Thursday, August 29, 2002
I received the interesting news today that the Jewish Encylopaedia is now available on-line. This 12-volume work, originally published between 1901-1906, presents a fascinating view of the Jewish world through the eyes of American Jewish academics at the start of the 20th century: a world in which the majority of Jews lived in Eastern Europe, a world in which little was known about many of the outlying Jewish communities, and a world in which a State of Israel was merely a dream. Of course, many of the articles are terribly out of date. The Cairo Geniza was discovered in 1896 and few of its incredible treasures had yet been published.

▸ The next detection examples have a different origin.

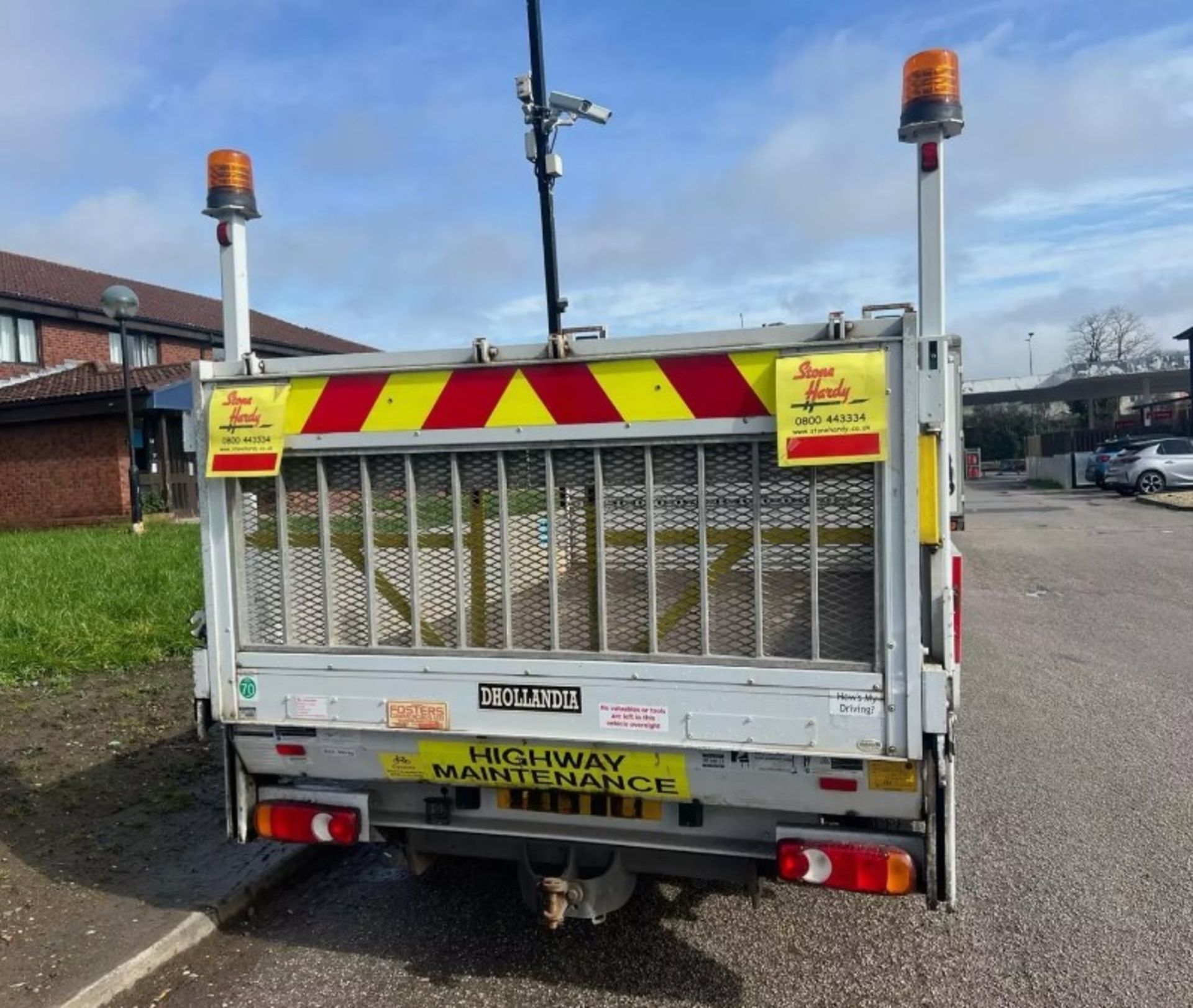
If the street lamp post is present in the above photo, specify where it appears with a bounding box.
[1172,326,1193,438]
[99,284,144,536]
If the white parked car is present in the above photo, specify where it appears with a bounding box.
[1106,438,1193,494]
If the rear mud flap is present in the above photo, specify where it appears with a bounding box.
[923,735,957,910]
[223,725,257,843]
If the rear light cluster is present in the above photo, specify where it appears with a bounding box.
[253,802,360,845]
[775,840,915,896]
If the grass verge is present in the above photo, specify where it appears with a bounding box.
[0,523,203,686]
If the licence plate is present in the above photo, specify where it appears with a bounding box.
[498,789,664,820]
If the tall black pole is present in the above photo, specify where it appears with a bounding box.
[121,319,142,532]
[526,0,563,335]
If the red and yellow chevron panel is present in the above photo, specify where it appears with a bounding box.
[285,349,777,434]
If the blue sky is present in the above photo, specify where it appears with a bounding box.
[0,0,1193,377]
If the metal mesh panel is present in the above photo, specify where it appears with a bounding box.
[816,465,874,662]
[411,454,459,648]
[281,458,327,645]
[368,454,414,648]
[241,441,875,664]
[240,479,285,644]
[459,452,503,648]
[324,456,368,646]
[506,451,551,650]
[759,458,813,659]
[651,446,702,655]
[552,449,600,651]
[704,444,756,655]
[601,447,649,651]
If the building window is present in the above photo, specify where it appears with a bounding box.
[107,333,157,367]
[0,315,37,364]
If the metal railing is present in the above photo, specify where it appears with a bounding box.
[239,440,875,668]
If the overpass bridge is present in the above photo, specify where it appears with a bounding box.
[962,351,1189,408]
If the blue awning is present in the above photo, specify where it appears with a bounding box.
[145,378,194,413]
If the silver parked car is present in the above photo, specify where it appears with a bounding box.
[1106,438,1193,494]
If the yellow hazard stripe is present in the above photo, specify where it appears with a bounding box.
[588,359,692,423]
[360,371,451,431]
[285,377,327,434]
[485,367,555,427]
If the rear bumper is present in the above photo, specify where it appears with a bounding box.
[258,784,927,892]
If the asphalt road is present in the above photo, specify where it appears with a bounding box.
[118,480,1193,1008]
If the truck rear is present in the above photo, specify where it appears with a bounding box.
[194,50,962,926]
[196,314,952,919]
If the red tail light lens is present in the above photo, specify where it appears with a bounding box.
[253,802,360,845]
[820,777,857,791]
[775,840,915,896]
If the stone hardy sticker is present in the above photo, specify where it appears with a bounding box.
[477,682,581,715]
[208,384,290,477]
[377,741,691,799]
[774,349,887,465]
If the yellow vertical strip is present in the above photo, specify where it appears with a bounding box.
[729,349,778,413]
[920,434,940,546]
[285,378,327,434]
[360,371,451,431]
[485,369,555,427]
[588,359,692,423]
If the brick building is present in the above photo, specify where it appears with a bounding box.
[0,252,371,527]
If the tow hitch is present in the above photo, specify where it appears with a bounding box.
[518,845,638,930]
[538,878,585,930]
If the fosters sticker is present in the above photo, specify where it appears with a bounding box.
[208,384,290,476]
[377,742,691,799]
[775,349,887,465]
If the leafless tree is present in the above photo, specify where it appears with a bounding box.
[1066,304,1156,364]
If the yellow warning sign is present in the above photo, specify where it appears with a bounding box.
[208,384,290,476]
[774,349,887,465]
[866,760,920,791]
[378,741,691,799]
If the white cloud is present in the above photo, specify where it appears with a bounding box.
[0,7,1193,377]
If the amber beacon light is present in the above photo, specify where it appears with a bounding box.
[203,150,261,219]
[898,49,965,141]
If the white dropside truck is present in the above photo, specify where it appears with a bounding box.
[194,51,961,926]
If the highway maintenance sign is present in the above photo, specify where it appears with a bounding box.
[377,741,691,800]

The Dead Sea Scrolls were only discovered in 1947. Thousands of Jewish manuscripts lay in European libraries, many of them miscatalogued. And yet, in spite of all this, the Jewish Encyclopaedia has great charm. It was written by top-rate scholars, and its entries on Talmud and Jewish law (as well as lore) or still worth a look, even though they pre-date the Epstein-Lieberman era. Of course, the pieces on contemporary East European communities make for depressing reading now. As an historical document, it is well worth a glance, if only to see just how much things have changed.
A personal favourite of mine is the entry on Jewish Types (Anthropological), which concludes was a gestalt composite picture of what the average Jew looks like. Funnily enough, it looks like nobody I know.